Another way to think about this rule is to think of the bit-fields as all living within a single array of bits, numbered increasing from 0. So bit 0 is the least-significant bit of the byte at offset 0, etc. (This fits nicely with x86-64 being little-endian; bit 26 can be thought of as bit 26 of a 32-bit unit at offset 0, or as bit 10 of a 16-bit unit at offset 2, or as bit 2 of a byte at offset 3.)

From this point of view, the second rule above says that a bit-field declared as short must correspond to bits that do not cross through a multiple of 16, and so on.

So let's apply this analysis to your struct.

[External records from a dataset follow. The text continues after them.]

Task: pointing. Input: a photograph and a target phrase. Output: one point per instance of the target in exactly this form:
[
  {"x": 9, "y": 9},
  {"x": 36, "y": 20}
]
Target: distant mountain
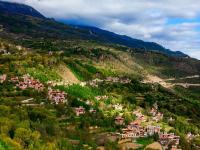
[
  {"x": 55, "y": 29},
  {"x": 17, "y": 8},
  {"x": 110, "y": 37}
]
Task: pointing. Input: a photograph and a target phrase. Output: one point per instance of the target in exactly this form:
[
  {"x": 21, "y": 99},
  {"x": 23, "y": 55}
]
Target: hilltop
[{"x": 62, "y": 87}]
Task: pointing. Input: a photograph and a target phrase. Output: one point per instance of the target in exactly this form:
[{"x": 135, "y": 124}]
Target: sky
[{"x": 175, "y": 24}]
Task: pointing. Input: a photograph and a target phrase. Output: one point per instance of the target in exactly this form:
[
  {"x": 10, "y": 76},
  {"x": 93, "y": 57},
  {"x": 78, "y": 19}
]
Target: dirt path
[
  {"x": 156, "y": 79},
  {"x": 187, "y": 77}
]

• unsigned short num_players : 4 can occupy bits 0 through 3. This does not cross any multiple of 16 so that's fine.
• unsigned int num_managers : 1 occupies bit 4. The rule is that it should not cross a multiple of 32, which is trivially satisfied.
• unsigned short num_cameras : 8 occupies bits 5 through 12. Again, no multiple of 16 is crossed.
• long int num_vip : 16 occupies bits 13 through 28. Since long int is 64 bits, the only requirement here is that a multiple of 64 should not be crossed, and that's satisfied.
• unsigned int num_screens : 4 cannot occupy bits 29 through 32 as you propose, because it would cross a 32-bit boundary. (You can think of the boundary as being between bits 31 and 32.) Instead, it must occupy bits 32 through 35.